[Mono-devel-list] ByteFX development

Miguel de Icaza miguel at ximian.com
Sun Oct 3 22:19:59 EDT 2004


> None of this changes the fact that this is only an issue for someone who
> wants to write a proprietary app without paying the associated licensing
> fees.  It's my understanding that the exception allows you to write
> almost any kind of open source app you want while using the GPL
> connector.  It's only when you are building a proprietary app that the
> license fee comes in.  With very few exceptions, people who write
> closed-source proprietary apps are either currently selling or planning
> to sell their software.
> Allowing someone to write proprietary apps using your code without
> charging them a fee is an excellent technique to increase the ubiquity
> of your code (that's why I chose LGPL for ByteFX), however this is
> possible only if the contributors all have day jobs or you eventually
> sell other products or services for a fee.

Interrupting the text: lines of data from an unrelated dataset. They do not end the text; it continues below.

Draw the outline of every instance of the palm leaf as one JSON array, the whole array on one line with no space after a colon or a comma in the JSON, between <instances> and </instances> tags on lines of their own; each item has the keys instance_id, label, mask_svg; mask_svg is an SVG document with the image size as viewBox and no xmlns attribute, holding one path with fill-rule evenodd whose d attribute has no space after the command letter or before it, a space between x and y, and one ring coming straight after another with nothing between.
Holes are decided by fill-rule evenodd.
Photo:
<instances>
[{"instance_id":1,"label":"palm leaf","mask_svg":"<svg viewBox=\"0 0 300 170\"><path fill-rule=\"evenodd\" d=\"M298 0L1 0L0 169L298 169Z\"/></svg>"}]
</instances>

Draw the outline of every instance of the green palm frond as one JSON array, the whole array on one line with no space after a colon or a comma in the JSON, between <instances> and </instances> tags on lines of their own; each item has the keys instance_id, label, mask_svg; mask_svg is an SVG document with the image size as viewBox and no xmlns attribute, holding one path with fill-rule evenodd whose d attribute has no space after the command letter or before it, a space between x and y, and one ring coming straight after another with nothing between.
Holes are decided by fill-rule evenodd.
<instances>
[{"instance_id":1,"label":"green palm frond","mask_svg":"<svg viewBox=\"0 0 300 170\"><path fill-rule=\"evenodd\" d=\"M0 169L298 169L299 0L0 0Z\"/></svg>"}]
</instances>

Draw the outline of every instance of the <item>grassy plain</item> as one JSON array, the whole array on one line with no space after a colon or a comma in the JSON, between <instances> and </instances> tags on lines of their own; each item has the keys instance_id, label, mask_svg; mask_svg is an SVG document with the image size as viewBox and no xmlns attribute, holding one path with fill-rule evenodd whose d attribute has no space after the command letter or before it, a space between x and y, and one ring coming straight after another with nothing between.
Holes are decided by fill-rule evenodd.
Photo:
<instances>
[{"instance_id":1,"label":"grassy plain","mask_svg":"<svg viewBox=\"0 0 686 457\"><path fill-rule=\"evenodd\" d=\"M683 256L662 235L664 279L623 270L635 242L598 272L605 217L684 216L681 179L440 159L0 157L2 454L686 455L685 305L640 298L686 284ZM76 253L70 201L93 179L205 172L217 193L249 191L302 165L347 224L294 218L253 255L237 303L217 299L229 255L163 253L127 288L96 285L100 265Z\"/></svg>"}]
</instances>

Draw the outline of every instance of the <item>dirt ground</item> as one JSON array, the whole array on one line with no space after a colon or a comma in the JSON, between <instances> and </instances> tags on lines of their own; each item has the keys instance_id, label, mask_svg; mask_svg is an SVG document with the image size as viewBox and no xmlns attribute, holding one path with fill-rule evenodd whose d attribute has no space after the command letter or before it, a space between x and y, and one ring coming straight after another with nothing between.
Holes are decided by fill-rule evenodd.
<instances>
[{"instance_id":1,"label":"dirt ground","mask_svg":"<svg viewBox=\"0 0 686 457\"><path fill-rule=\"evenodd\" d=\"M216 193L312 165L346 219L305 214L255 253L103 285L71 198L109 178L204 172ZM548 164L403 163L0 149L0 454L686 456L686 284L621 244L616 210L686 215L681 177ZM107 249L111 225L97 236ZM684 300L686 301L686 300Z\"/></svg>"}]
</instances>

This is fine, but Linux and most of the development stack today is
licensed in a way that allows for commercial developers to create
applications without having to license or pay royalties to a third

Depending on where you are standing: pure free software to practicality
there are different arguments about why and when to use the more
liberal licensing that allows developers to build commercial applications.

With Mono, I chose a licensing system that would maximize adoption as
opposed to one that would maximize profits, since we believe that
bringing the ECMA CLI is strategically important for free software.

Many free software companies have chosen a business model that gives
the software for free for free software, but it is a pay-for system for
proprietary developers (Sleepycat, Qt, MySQL).  

Today there are strong communities that support the `fully free' model:
Gtk+ for GUI programming and Postgress/Firebird for the databases.  And
depending who you ask, you will get a different answer.

But I can see an ISV coming from Windows to the Linux world in the
future facing problems: if for each piece of functionality they have to
license a toolkit to develop applications they might as well just stay
in Windows if the price is right.

>From the Mono perspective, we will continue to encourage a royalty-free
development toolkit.  Even if that means that we must replicate code.